Ketegangan dalam sebuah hubungan pertememanan adalah hal biasa. Kami juga mengalaminya. Wawan bagi saya adalah satu teman terbaik baik saat sekolah maupun saat sudah menikah. Kami sendiri paling tidak sebulan sekali berkirim kabar dan bercanda dengan istrinya. Bersyukur mempunyai sahabat yang luar biasa.
Saya dan Rebi |
Kami pernah membentuk sahabat dengan komposisi 3 orang yakni Taufik Ramdani, Wawan Setiawan dan saya sendiri. Begitu intim saat itu, melebihi saudara kandung. Saya sendiri waktu itu jarang langsung pulang ke rumah melainkan main bersama mereka di kosan. Segala kesedihan, kekecewaan dan kemarahan saya karena dipecundangi oleh teman sebangku, selalu ditumpahkan ke mereka.
Rasanya sakit sekali! Mungkin terlalu berlebihan atau memang benar-benar sebuah penghianatan besar dimana saat itu 'dikontrak' untuk duduk bersama dengan seorang teman sampai dua tahun. Resiko jika tidak duduk dengannya saya bisa babak belur, ya dia mengancam! Selain ancaman, berbagai tipu muslihat untuk mendapatkan kemudahan dalam belajar maupun hal lainnya. Suatu hari saya merasa kecewa terhadap orang tersebut dimana saya tidak ditolong sama sekali. Saya kecewa!
Saya dan Wawan |
Kecewa, rasa itu terhalang oleh keindahan persahabatan saya dengan Wawan dan Taufik. Terlebih lagi banyak sahabat yang masih baik pada saya seperti Eli, Atang, Jejen, dan yang lainnya. Sulit sekali untuk menceritakan sebuah keindahan dalam barisan huruf. Saya hanya berterimakasih kepada mereka untuk pemberian yang istimewa.
Taufik, Rebi, Jejen, Saya, Eko, dan Agus |
Tidak ada waktu membeku! Semua berjalan dengan berbagai jalan yang dilalui.
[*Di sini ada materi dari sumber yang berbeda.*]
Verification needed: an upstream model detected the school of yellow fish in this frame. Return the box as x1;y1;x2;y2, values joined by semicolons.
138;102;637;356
Jalan-jalan itu membuat beberapa sikap berbeda, sebuah kewajaran terlebih dengan tidak bersama lagi. Saya maklumi, mungkin saya juga begitu. Tapi beberapa dari mereka seakan menjadi orang lain dan menjadi sebuah alien. Saya menghargai semua sikap mereka dan saya merasa senang dengan kesemuanya yang telah melukis dalam buku kehidupan saya sampai saatnya nanti ditutup untuk menjadi sebuah buku sempurna.
Sahabatku terima kasih! Jikalau menjadi sebuah kemungkinan indah, saya ingin menjadi sebuah hal terlupakan.